Referring to their meeting with LTTE leader Velupillai Prabhakaran in the Wanni, Helgesen said they were asked for a guarantee that the Ceasefire Agreement will be respected.

In particular, Prabhakaran wanted an assurance that the freedom and safety of movement for political cadres in Government-held areas will be respected. Prabhakaran informed us that he will be patient until the political situation in the South has been clarified to resume the peace talks.

"Since last week, developments that are not part and parcel of the peace process have changed this picture dramatically. The resumption of peace talks has been seriously impeded by the political crisis. This has disturbed the peace process and it has caused considerable concern in the international community.

He warned that "the peace process might be made fragile" even though most concerned parties and politicians pledge their commitment to upholding the ceasefire.

"We need to make clear that the ceasefire will be much more difficult to sustain in a political vacuum.
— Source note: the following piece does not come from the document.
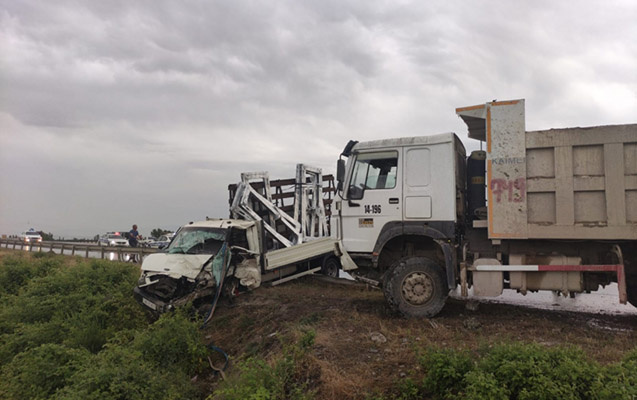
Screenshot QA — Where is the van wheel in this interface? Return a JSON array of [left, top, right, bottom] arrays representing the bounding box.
[[321, 257, 341, 278], [383, 257, 449, 318]]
If progress in the political negotiations is made impossible, the ceasefire will become increasingly fragile." He said it is impossible to function as a facilitator unless there is a clear framework within which they can operate and unless the framework is stable we cannot be subjected to new guidelines. We cannot be subjected to the political foul play in South which we are determine not to be engaged in.

He stressed that Norway has nothing to do with the political crisis in South, he said. "We will now go home and wait. We believe in this peace process and we cannot do anything about the single issue that is impeding the progress of the peace process."

"We have prepared certain conditions to go ahead, but in the present political situation we cannot bring the parties to the negotiating table. Everything is actually ready for going back to the negotiation table.